Do we actually need to travel in space? In a piece in his Off the Road Blog, self-described travel/adventurer Alastair Bland replies with an emphatic “No!” Paul Spudis, a planetary geologist who writes often on space policy, offered a December 29, 2012 post on his Lunar Resources Blog, with a much more reasoned, “Yes.”
Bland’s argument is a depressingly familiar one to those familiar with space policy debates. He casts a gimlet eye on dreams of space tourism and other commercial activities such as mining. “But as the industry gears up to go, critics are asking why we must tap into other worlds’ resource banks, why we must endanger the lives of astronauts, and why we should spend money on science-fiction-like undertakings while poverty, pollution, inequality, starvation and extinctions are rampant on Earth.”
Of course the answer is that such commerce, which creates wealth, is an answer for addressing poverty and other social ills. Bland really has no answer for this indisputable fact. He just feels uncomfortable about pioneering space adventures. “But why must our species continue to advance? Do we really want to keep growing? I believe that the physical limitations and boundaries of our planet, if not insurmountable by our technology, might be worth respecting. I also believe we should employ our brilliance as a species in figuring out how to live sustainably on this planet, and I would argue that it’s not our business to plunder the natural resources of any other worlds unless we can at least learn to manage and preserve our own—a challenge at which we are failing.“
The answer is that is we do as Bland suggests and stay on this planet and try to live “sustainably” the human race will eventually stagnate and die.

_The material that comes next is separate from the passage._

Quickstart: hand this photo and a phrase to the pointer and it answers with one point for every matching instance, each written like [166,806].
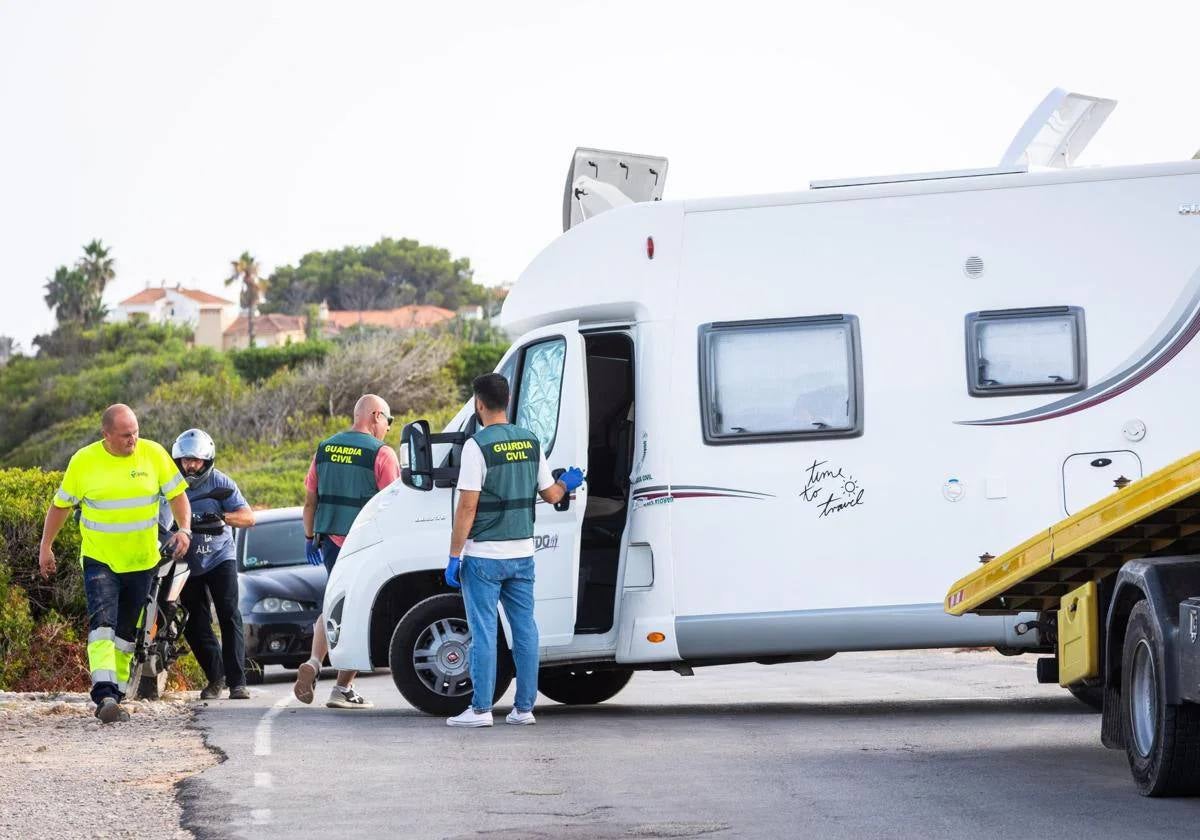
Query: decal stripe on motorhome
[697,492]
[1168,341]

Spudis points out that Bland’s world view is that modern industrial society is inherently evil, a supposition that no one familiar with history could agree with. The quality of life for the vast majority of people in pre industrial societies was nasty, brutish, and short. Middle class people, because of modern technology, command resources that monarchs could not even imagine two hundred years ago. We live longer and better lives than people who toiled from sunup to sundown just to grow enough food to survive.
Bland’s idea about the “right” to use resources misconstrues what constitutes a right. The platinum and helium 3 that resides on the moon is not being used by anyone and is owned by anyone. It is there for the taking by anyone with the wit to do so.
Exploring space and eventually settling on the high frontier will adhere to the betterment of humankind. Standing in the path of that dream and yelling “stop!” is the worst kind of evil.